Zur Debatte stand in den vergangenen Monaten, wie sich die drei Koalitionsparteien die halbe Milliarde aufteilen dürfen. Die DP bedient mit einer Senkung der Körperschaftssteuer die Unternehmer, deren Verbände für sie Wahlkampf geführt hatten, und mit einer Abflachung des Mittelstandsbuckels die intensiv als Mittelschichten hofierten Führungskräfte, Beamten und Selbstständigen. Von Letzterem profitieren auch die grünen Wähler im öffentlichen Bildungs- und Erziehungsbereich, deren moralische Überlegenheit mit einem Steuerabschlag für elektrische Fahrräder und Autos bescheinigt werden soll. Und die LSAP macht mit einer Erhöhung der Steuergutschrift im unteren Einkommensbereich und zwei Prozent Neid am oberen Ende der Steuertabelle etwas für die Arbeiter und kleinen Angestellten.

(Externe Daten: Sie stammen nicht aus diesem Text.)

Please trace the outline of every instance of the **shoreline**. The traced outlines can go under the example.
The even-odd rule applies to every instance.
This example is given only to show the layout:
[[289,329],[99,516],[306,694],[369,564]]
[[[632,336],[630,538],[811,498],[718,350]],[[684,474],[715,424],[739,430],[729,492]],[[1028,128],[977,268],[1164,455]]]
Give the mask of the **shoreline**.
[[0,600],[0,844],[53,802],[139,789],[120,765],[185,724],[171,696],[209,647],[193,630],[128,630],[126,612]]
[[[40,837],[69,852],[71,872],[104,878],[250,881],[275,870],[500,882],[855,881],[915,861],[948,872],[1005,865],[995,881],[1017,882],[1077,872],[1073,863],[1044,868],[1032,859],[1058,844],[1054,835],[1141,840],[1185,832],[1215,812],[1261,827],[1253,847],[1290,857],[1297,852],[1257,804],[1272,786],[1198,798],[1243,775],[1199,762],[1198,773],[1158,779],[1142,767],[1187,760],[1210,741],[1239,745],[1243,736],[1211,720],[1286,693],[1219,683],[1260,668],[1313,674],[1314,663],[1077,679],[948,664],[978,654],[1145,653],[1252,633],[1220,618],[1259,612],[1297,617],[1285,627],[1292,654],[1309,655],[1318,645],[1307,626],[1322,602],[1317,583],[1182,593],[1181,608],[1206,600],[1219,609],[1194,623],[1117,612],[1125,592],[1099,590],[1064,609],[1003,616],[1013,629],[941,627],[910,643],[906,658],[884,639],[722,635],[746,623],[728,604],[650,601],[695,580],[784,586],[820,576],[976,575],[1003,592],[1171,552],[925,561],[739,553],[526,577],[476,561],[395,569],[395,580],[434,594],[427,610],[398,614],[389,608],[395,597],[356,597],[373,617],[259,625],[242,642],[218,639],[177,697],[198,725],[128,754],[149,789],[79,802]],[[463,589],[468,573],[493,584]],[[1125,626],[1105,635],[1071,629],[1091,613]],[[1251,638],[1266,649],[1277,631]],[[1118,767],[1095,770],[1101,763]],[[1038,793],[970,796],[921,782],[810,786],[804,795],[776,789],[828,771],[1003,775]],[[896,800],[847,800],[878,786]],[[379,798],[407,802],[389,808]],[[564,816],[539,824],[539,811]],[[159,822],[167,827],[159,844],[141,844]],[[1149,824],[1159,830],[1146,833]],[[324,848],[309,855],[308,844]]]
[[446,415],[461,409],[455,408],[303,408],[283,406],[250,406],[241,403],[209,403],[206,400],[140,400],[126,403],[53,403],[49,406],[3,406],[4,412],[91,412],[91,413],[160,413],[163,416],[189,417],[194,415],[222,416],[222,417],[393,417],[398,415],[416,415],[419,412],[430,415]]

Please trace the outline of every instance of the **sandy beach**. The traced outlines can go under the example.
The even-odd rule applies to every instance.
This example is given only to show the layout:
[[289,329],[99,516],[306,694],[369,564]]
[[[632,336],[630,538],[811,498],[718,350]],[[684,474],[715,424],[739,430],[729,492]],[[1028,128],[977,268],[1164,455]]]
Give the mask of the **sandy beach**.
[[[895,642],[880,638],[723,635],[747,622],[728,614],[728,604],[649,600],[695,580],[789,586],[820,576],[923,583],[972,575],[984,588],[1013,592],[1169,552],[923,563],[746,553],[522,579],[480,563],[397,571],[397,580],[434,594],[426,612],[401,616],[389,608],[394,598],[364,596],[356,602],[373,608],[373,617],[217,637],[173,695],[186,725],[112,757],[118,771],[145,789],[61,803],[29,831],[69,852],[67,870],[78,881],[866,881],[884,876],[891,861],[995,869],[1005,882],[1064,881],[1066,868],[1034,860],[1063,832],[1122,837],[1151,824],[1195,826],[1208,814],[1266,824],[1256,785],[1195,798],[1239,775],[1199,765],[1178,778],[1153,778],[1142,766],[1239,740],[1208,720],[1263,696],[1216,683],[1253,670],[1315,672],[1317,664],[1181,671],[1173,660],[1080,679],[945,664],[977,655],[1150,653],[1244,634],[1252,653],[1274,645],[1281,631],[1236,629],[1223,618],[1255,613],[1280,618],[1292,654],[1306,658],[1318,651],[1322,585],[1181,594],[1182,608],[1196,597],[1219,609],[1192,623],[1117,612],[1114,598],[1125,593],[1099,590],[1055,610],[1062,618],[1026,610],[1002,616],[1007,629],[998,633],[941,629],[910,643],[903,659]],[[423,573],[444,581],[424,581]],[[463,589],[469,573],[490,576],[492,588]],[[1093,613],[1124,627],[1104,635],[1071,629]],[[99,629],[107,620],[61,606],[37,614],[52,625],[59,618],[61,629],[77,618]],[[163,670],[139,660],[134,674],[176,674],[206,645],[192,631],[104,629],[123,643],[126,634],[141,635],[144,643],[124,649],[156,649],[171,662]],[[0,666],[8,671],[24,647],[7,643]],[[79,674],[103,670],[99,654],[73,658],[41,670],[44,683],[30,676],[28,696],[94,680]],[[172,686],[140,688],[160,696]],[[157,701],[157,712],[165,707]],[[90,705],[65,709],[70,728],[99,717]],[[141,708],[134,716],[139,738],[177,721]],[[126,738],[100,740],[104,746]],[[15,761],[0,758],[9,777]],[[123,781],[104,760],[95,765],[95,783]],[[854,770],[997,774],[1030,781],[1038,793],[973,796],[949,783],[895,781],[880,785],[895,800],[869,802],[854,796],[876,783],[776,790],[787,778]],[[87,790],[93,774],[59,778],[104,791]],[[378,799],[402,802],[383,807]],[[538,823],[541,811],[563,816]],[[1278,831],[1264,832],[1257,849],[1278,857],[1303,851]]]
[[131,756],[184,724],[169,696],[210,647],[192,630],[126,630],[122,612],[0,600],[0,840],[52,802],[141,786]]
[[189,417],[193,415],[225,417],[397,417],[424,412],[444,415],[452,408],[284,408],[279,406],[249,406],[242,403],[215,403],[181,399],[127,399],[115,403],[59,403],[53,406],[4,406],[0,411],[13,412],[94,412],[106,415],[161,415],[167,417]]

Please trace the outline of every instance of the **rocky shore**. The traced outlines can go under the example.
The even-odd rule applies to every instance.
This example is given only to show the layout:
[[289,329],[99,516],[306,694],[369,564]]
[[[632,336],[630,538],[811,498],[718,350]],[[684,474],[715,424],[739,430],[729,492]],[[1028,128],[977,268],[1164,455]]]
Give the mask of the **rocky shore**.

Bei fünf Prozent Wirtschaftswachstum jährlich könne man eben etwas großzügiger sein, meinten bei der Vorstellung der Reform am Montag der Finanz- und der Wirtschaftsminister, die noch vor nicht allzu langer Zeit des Gejammers über das Staatsdefizit, die Staatsverschuldung und das Ende des elektronischen Handels nicht müde wurden. Dass die Ende 2014 beschlossenen Steuererhöhungen und Sparmaßnahmen jährlich weniger einbringen, als die nun angekündigten Steuersenkungen um 400 oder 500 Millionen jährlich kosten werden, bedeutet keineswegs, dass sich die Regierung ihren Zukunftspak hätte sparen können. Denn wie anders hätte sie die Kürzungen bei den Familienleistungen oder der Sozialversicherung durchsetzen können? Die Steuersenkungen stehen nicht etwa im Widerspruch zum Sparpaket, sondern sind dessen Fortsetzung als Teil einer Umverteilungspolitik, die sich niemals auf die Einnahmenseite des Staatshaushalts beschränkt.
Inzwischen verbreitete die CSV eine Erklärung, in der es heißt, dass all die Steuersenkungen in ihrem Wahlprogramm standen, also keinesfalls eine kopernikanische Wende der Steuerpolitik im CSV-Staat darstellen. Bei der Verteilung von einer halben Milliarde Steuersenkungen würden sogar die Oppositionsparteien am liebsten mitmachen.